Volume 3, No. 2 • Summer 1988

Current Questions in Patient Safety: Leaving Patients Unattended

Howard L. Zauder, M.D., Ph.D.; Joanne Jene, M.D.

Question: When, if ever, is it appropriate for an anesthesiologist to step outside the OR door for brief periods, such as during x-ray or fluoroscopy? How should this situation be managed regarding observation and monitoring of the patient?

Dr. Zauder replies: It is never appropriate for the anesthesiologist to leave an anesthetized patient, for any reason, or for even the briefest period unless replaced by an appropriate substitute. Appropriate shielding provides adequate protection against radiation to allay any concerns the anesthesiologist may have in that regard. Though the number of monitors employed by anesthesiologists have proliferated in recent years, they do not and cannot substitute for the personal attention of a skilled anesthesiologist. Vigilance – the byword of the specialty must be constant. There is no acceptable alternative.

Answer by Howard L. Zauder, M.D., Ph.D., Professor and Chairman, Department of Anesthesiology. SUNY Health Science Center at Syracuse; Immediate Past President, American Society of Anesthesiologists.


Dr. Jene replies:

It is not appropriate for the anesthesiologist or member of the anesthesia care team to leave a patient unattended during surgery or a procedure while under his/her anesthesia care.

If the need arises for a “break” or “absence” from the patient, appropriate measures should be taken by the responsible member of the anesthesia care team to provide continuity of care for the patient.

This may be arranged in many ways, e.g., have another member of the anesthesia care team come into the OR to cover time away. This should be brief and the surgeon should be aware of the change.

During x-ray and fluoroscopy procedures, proper shielding protection should be available from the Radiology Department to provide the needed safety for those who must stay with the patient. In some OR’s or x-ray rooms, there will be a lead shield or protected area a few feet from the patient which can be used for the brief period of exposure needed. There must be careful coordination between the anesthesia and radiology personnel so that the anesthetist can duck behind the shield for a moment. When this is not available, lead aprons should he worn and some anesthesia practitioners also squat down at the head of the table so the metal table top is between them and the x-ray beam.

When the anesthesiologist or member of the anesthesia care team agrees to provide anesthesia for a patient undergoing a surgical procedure, this is in effect an agreement/contract between two parties for a service. The patient should have Discussed this with the anesthesia care provider prior to the procedure. This conference (which covers Procedure, Alternatives, Risks PAR) should be documented on the chart prior to an elective procedure. This is part of the standard of rare all patients should receive. This agreement between physician and patient is clearly outlined in the ASA Peer Review Manual as well as by most hospitals and should be in the anesthesiology department/service guidelines for all members to follow. There is a clear understanding that this agreement with the patient includes the continuous presence of anesthesia personnel throughout the procedure.

When the ASA adopted the Standards for Basic Intra-Operative Monitoring in 1986, the homework from which EVERY anesthesia provider should function was established. Likewise, each patient and surgeon can expect no less from the member of the anesthesia care team at the head of the table. These standards have been widely publicized and should be observed routinely in ALL anesthesiology departments. The first standard states: “Qualified anesthesia personnel shall be present in the room throughout the conduct of all general anesthetics, regional anesthetics and monitored anesthesia care.”

The anesthesia which is provided within a medical setting, (hospital, x-ray office, ambulatory surgical facility, or other) should have the same standard of care available to ALL patients.

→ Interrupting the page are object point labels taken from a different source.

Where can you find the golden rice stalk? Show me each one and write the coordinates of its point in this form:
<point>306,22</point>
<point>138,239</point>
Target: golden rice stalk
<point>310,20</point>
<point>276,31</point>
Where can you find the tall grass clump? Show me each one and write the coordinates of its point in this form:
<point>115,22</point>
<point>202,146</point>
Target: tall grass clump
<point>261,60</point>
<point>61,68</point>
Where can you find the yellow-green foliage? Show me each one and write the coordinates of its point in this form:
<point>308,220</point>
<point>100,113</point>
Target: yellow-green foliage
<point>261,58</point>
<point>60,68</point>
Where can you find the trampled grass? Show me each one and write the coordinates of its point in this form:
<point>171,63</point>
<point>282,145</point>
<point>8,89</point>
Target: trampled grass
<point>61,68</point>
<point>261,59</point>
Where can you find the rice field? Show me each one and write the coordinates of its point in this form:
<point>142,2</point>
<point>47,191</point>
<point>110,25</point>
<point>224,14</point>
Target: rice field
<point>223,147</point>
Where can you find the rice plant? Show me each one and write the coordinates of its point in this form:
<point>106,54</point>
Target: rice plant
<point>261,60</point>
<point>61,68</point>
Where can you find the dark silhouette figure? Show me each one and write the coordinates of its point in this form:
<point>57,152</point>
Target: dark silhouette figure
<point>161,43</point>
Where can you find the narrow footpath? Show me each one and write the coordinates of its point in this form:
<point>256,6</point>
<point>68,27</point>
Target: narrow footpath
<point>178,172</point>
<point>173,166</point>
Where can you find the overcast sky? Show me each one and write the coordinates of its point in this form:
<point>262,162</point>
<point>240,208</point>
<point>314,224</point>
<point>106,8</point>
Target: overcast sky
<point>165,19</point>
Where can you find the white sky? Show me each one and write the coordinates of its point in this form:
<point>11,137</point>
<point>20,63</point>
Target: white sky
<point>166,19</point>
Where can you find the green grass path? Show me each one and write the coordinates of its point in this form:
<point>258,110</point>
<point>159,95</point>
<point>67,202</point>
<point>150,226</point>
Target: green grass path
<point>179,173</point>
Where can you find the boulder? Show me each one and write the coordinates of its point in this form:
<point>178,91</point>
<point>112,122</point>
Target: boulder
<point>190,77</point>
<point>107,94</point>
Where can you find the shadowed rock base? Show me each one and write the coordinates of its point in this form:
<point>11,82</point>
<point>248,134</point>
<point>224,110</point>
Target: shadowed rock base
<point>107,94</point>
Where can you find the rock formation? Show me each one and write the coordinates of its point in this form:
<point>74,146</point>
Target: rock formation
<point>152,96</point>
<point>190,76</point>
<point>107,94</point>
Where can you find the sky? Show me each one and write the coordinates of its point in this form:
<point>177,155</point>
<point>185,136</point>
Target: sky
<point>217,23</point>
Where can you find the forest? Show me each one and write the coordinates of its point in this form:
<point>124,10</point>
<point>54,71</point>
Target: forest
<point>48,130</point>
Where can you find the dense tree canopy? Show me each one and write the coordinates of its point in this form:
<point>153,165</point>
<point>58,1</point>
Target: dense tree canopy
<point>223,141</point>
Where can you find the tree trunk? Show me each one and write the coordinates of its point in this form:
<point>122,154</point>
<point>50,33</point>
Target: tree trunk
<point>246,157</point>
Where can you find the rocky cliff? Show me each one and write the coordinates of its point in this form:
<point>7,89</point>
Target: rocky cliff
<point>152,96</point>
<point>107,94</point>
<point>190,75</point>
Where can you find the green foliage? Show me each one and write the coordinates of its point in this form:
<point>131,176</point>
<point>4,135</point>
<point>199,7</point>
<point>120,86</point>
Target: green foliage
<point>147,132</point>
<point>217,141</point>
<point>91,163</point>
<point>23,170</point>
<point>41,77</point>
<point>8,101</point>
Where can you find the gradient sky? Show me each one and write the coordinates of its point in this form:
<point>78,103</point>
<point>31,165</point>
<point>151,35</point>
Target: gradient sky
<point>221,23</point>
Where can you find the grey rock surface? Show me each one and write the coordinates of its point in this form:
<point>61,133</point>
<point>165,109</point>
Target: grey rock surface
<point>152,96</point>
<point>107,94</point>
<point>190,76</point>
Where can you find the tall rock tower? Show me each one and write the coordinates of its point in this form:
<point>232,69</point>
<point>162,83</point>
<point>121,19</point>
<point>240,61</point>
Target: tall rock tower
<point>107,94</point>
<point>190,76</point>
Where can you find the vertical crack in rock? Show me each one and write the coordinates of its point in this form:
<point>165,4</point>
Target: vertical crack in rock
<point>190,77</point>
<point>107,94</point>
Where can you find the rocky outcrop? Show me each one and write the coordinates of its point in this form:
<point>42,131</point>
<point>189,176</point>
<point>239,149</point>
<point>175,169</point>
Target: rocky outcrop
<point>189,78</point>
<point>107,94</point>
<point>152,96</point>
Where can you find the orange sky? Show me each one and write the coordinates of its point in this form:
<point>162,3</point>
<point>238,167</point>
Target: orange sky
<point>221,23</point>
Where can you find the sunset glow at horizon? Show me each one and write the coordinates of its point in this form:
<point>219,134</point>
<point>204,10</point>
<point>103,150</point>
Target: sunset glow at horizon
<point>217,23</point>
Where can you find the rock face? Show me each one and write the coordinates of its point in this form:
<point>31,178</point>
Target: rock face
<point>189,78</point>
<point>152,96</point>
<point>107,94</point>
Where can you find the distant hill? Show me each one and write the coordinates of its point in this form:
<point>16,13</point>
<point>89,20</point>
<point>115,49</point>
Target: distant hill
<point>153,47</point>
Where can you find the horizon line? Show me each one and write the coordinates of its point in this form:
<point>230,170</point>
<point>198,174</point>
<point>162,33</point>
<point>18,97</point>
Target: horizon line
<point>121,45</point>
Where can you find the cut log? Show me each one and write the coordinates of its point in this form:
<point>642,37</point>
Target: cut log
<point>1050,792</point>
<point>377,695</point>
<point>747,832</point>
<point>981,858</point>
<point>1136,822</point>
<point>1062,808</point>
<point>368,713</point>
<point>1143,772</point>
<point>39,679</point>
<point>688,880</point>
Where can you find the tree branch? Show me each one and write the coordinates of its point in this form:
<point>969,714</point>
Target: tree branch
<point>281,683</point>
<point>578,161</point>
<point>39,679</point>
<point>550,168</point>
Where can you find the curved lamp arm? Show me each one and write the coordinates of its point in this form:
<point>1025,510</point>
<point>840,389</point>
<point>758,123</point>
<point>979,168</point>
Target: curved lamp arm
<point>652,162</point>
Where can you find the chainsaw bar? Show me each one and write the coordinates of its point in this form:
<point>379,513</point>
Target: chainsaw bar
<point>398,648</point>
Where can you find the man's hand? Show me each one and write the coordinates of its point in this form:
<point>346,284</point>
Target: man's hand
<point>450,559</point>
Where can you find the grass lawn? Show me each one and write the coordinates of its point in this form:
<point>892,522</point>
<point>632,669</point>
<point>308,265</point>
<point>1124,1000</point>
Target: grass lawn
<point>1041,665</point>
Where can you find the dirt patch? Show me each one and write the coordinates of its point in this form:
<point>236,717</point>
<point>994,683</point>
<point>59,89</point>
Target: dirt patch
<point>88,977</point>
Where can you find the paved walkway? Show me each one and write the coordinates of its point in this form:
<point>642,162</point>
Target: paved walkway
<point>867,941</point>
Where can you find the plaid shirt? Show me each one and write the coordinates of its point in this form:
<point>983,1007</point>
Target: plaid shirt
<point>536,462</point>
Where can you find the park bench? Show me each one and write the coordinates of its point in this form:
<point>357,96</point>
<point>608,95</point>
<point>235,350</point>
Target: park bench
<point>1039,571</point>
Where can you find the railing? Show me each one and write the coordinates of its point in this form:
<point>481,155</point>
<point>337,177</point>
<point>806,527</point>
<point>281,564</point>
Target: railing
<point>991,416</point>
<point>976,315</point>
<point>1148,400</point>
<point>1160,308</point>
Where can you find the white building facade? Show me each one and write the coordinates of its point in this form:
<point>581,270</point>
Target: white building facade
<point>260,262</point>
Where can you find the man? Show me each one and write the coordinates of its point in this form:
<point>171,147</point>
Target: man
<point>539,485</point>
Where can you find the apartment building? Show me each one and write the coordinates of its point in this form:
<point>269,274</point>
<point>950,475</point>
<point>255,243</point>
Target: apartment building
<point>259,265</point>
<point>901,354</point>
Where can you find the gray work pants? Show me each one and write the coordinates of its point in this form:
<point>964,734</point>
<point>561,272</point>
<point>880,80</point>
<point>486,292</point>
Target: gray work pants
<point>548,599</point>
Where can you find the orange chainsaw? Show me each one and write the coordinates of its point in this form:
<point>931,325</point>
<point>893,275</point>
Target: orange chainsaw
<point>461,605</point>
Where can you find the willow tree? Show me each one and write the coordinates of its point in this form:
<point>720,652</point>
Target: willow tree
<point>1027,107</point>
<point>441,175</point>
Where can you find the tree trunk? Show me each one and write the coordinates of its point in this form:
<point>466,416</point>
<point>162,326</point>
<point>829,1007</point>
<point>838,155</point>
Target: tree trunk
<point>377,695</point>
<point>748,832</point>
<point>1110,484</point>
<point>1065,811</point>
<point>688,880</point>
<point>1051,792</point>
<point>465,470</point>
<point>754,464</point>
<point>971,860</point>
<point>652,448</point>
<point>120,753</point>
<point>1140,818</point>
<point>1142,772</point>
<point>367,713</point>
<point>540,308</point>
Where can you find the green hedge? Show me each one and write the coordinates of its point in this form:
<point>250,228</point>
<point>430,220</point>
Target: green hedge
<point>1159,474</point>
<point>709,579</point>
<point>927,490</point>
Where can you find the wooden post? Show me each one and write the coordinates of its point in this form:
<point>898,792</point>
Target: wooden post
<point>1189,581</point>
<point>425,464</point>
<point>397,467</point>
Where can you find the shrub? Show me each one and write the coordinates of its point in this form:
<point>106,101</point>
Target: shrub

This should be a written part of departmental policy and procedure. If not the case, then the chairman of anesthesia is responsible for undertaking the proper means to establish this uniformity. It may he necessary for an ad hoc committee of anesthesiology representatives as well as members of the surgery, obstetrics, x-ray, risk management, and quality assurance departments to work toward this goal. Documentation of the standard of care, department policy and guidelines must be available, reviewed regularly, and be acknowledged by signature by each anesthesia care provider. If the standard of care is not followed, then this breach of the acknowledged policy will provide a rationale for the department chairman to confront those involved regarding the issue(s). A good example would be a practitioner leaving a patient unattended while taking a break. The written policy will provide a platform from which to address the question and then take actions or recommend solutions, which may call for limitation of privileges, monitoring of behavior, additional training, letters of reprimand, etc.

Finally a continent regarding monitors: with the advent of the current invasive and noninvasive monitors, it is even more important for the anesthesiologist or member of the anesthesia care team to understand, use, and document the information. However, just because there are numbers flashing and cardiac and respiratory tracings evident, this does not constitute permission to leave the patient unattended or delegate monitor watching to a member of the OR staff. The patient is the obligation of the anesthesia care provider and this must never be forgotten.

Answer by Joanne Jene, M.D., Portland, Oregon, who is a member of the ASA Pea Review Committee.